Saturday, August 27, 2016

I Am Not a Luddite!

"I hate to say it, but I come from an era when we weren't consumed by technology and television."
~Jimmy Buffett

I come from the same generation and don't hate to say it. Having recently returned from a trip to Santa Barbara, my first flight in almost two years, I saw signs of folks consumed by technology, glued to cell phones and computers, rarely noticing their surroundings whether sitting in the airport, walking down the street,  even across from tables in restaurants.  To a degree that I found confusing and disconcerting. So much so that my reactions have remained with me since my return, hovering like an incipient headache.  

Before I share my observations and my concerns, a disclaimer.  As a member of one of the last generations to remember ice boxes, party lines, and wringer washing machines, the humid heat of Midwestern summers before air conditioning and hanging clothes in the basement in the winter, I  appreciate the modern conveniences that technology has produced. I wax lyrical over small appliances - love my Keurig coffee maker, thank the inventor of the electric can opener- and there must surely be a place in heaven for the creators of the microwave.  I have a cell phone, enjoy my Kindle, e-mail, Skype and use Facebook.  In short, I am not a Luddite.
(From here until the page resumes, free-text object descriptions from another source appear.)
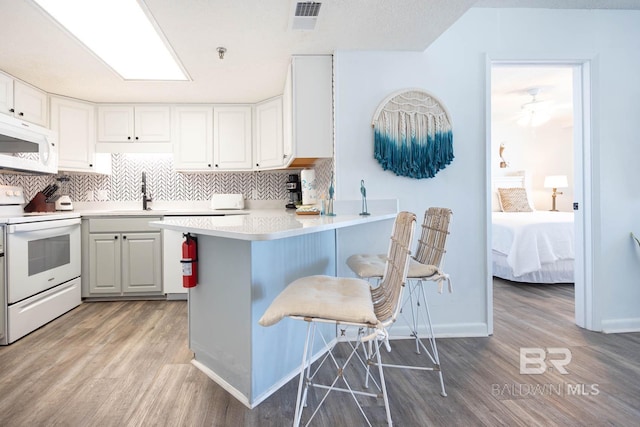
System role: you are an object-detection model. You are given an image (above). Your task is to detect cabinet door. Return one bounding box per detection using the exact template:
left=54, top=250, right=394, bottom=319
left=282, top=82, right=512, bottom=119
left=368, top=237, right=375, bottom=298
left=13, top=80, right=49, bottom=127
left=98, top=105, right=134, bottom=142
left=122, top=233, right=162, bottom=293
left=51, top=97, right=96, bottom=172
left=89, top=233, right=122, bottom=294
left=213, top=106, right=252, bottom=170
left=0, top=73, right=13, bottom=116
left=292, top=55, right=333, bottom=158
left=254, top=97, right=284, bottom=169
left=134, top=106, right=171, bottom=142
left=282, top=64, right=293, bottom=165
left=171, top=106, right=213, bottom=171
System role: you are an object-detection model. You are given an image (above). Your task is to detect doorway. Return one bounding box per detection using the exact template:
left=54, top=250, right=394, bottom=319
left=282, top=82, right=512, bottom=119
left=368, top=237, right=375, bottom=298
left=487, top=61, right=591, bottom=333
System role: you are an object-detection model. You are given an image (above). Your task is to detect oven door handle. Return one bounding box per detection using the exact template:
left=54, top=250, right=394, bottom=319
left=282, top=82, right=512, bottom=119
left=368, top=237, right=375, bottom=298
left=7, top=218, right=80, bottom=234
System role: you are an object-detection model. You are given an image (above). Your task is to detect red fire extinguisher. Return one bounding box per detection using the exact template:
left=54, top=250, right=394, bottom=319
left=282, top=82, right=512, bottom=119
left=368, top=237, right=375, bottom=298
left=180, top=233, right=198, bottom=288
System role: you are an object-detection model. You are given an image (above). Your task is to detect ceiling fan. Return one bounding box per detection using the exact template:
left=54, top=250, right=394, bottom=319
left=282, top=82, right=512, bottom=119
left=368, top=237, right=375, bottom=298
left=516, top=87, right=553, bottom=127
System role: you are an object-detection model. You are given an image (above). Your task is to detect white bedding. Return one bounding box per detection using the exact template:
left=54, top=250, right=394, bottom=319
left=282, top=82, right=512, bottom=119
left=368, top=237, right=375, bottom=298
left=492, top=211, right=575, bottom=279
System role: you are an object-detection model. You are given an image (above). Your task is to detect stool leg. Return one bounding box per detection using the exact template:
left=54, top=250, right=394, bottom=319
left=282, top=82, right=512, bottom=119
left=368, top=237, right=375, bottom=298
left=375, top=342, right=393, bottom=426
left=408, top=280, right=420, bottom=354
left=420, top=281, right=447, bottom=397
left=293, top=322, right=316, bottom=427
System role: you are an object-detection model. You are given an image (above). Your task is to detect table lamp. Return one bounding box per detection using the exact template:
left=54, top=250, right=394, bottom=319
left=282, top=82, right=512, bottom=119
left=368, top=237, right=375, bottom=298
left=544, top=175, right=569, bottom=212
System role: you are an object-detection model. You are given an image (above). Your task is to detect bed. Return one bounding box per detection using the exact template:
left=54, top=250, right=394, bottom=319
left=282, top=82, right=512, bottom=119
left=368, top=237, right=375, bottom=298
left=492, top=175, right=575, bottom=283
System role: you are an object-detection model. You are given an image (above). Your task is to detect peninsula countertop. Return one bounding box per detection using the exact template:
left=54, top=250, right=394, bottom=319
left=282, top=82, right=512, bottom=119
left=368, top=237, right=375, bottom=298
left=149, top=209, right=396, bottom=240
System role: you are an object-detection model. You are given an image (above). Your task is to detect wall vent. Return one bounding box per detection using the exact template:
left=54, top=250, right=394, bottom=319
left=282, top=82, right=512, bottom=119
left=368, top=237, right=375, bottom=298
left=291, top=1, right=322, bottom=30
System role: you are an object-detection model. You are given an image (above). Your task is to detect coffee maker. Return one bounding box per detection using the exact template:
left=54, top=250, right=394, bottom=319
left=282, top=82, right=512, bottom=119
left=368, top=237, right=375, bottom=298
left=285, top=173, right=302, bottom=209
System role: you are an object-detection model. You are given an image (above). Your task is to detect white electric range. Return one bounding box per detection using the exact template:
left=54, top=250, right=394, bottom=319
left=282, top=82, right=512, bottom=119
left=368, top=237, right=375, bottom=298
left=0, top=185, right=81, bottom=345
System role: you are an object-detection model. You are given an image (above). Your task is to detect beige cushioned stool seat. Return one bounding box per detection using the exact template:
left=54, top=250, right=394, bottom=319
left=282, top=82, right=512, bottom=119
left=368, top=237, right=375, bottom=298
left=347, top=254, right=438, bottom=279
left=258, top=275, right=378, bottom=326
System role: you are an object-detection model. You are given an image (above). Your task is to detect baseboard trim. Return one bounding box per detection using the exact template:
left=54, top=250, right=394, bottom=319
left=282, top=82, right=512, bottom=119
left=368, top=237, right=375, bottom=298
left=389, top=323, right=489, bottom=339
left=602, top=317, right=640, bottom=334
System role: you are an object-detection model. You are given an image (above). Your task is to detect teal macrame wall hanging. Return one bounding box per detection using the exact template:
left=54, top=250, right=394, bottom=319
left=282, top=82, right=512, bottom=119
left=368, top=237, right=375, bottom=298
left=372, top=89, right=454, bottom=179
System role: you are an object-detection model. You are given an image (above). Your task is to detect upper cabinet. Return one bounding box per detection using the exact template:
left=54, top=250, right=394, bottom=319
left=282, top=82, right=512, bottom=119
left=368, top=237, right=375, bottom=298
left=98, top=105, right=171, bottom=152
left=172, top=105, right=253, bottom=172
left=284, top=55, right=333, bottom=166
left=0, top=73, right=49, bottom=127
left=51, top=96, right=111, bottom=174
left=253, top=96, right=288, bottom=169
left=171, top=106, right=213, bottom=171
left=213, top=105, right=253, bottom=171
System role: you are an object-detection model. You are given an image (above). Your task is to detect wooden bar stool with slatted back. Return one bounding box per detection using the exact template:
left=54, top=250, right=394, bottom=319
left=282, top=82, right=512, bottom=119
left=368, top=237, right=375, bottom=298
left=347, top=207, right=453, bottom=396
left=259, top=212, right=416, bottom=426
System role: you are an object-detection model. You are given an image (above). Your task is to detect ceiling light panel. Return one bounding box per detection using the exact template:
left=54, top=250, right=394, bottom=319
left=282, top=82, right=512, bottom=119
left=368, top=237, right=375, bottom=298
left=33, top=0, right=188, bottom=80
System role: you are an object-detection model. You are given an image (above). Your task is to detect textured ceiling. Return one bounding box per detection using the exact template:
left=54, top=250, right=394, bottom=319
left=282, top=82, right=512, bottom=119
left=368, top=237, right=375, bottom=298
left=0, top=0, right=640, bottom=102
left=491, top=65, right=573, bottom=127
left=0, top=0, right=474, bottom=102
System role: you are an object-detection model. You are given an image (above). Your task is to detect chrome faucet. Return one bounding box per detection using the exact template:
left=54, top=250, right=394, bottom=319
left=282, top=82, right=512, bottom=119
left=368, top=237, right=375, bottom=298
left=142, top=172, right=153, bottom=211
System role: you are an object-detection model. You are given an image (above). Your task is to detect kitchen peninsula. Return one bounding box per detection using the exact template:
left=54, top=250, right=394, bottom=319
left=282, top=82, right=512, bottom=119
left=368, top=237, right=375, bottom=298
left=150, top=209, right=397, bottom=408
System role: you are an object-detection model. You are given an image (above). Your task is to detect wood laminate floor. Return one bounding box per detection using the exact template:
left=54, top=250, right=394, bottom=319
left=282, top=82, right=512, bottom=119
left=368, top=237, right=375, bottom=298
left=0, top=279, right=640, bottom=427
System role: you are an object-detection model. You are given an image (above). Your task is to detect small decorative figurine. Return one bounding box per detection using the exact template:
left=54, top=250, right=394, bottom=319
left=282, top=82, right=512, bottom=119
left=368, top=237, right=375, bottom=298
left=360, top=179, right=370, bottom=215
left=326, top=172, right=336, bottom=216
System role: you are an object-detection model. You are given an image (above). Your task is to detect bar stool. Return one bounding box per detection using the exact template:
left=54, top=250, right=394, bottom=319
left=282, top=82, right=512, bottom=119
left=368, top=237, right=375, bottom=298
left=347, top=207, right=453, bottom=396
left=259, top=212, right=416, bottom=426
I am, however, also not a techie, nor do I desire to become one.  Because as a member of my generation,I also remember the joy of receiving a handwritten letter and the pleasure of long conversations with a friend.  I had fewer friends, but I knew them, had a shared history.   I listened to the radio, played board games, pursued hobbies. The family doctor came to my home and didn't push prescriptive drugs.  I didn't have to ask people to put their phones away or look at me when I talked to them.  The bullies on our playgrounds had faces and names.  Information came into my world at a pace I could digest, understand and discuss in depth.

So, I would rather discuss a problem in person or over the phone, (a land line preferably); I will not bring my cell phone to a meal and don't instant message.  I journal my most private thoughts in a  notebook using a ballpoint pen.  I tape tv programs so I can eliminate the constant barrage of commercials suggesting I may need a new drug that I suspect will be recalled within a couple years for its side effects.  Increasingly, I choose to listen to music or read a book, a real book, or pursue a hobby. 

It can be argued that my generation doesn't need all the networking technology or that because we're retired, we have the time to write letters, have long conversations.  Or, as too often is the accusation, that we are afraid of the technology or too old to learn new tricks.  I maintain that some of us are making conscious choices, to communicate deeply, to take charge of how we spend time, to curtail the distractions, to control technology rather than let it control us.  

We don't need to defend this choice.  Or apologize.  Indeed, we may be one of the last generations to understand it is a choice.